Gay refers to the mockery she received on Twitter as a “deluge of hate.” She quotes the trolly messages that flooded her DMs.

But she’s not unique for getting tweets making fun of her. Every public figure gets that. People who put themselves out there, on tv, in writing, on radio, on twitter, get hate from trolls who want attention and don’t have enough nerve, drive, or talent to express themselves in a constructive way.

These people suck, no doubt. And they were wrong to use racial insults against Gay. That doesn’t mean that it was racist to point out the math error made by Williams, Gay, and the producing staff that fed them the tweet for on air discussion.

“Unfortunately,” Gay writes, “quite a few Americans can tell you what it’s like to be the target of a Twitter mob over a gaffe. My great sin was trivial, harmless, silly. What’s it like when people are trying to cancel you for a math mistake? Weird, and maddening and painful.”

We’re pretty sure that Gay was never in danger of being cancelled, but it was important for many of us to point out that Williams and Gay were representative of the establishment media who all too often talk down to their audience and mock and denigrate those who they consider “deplorable.”

The reason for the loud voices was that this little moment of sucking hard at math confirmed that these elite talking heads were not as smart as they think they are.
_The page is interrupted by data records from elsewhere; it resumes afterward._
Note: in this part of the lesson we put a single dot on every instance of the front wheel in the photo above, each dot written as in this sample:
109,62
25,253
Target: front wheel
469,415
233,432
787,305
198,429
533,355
Also, it was just straight-up funny.

One wonders if Gay thinks Twitter mobs are justified for other things, over anonymous accusations for example, or if she thinks there are mobbings that do serve a purpose. The clear incompetence with figures exhibited by Williams, Gay, and the production team, stands on its own. Maybe it was silly, as Gay says, or maybe it was an obvious willingness on the part of these pundits to believe words just because they saw them written down.

If you’re going to go on TV and talk to millions of people about economics, learn to do some super basic math in your head. And if you screw up, and people notice, it’s because it’s obvious, not because they’re racist.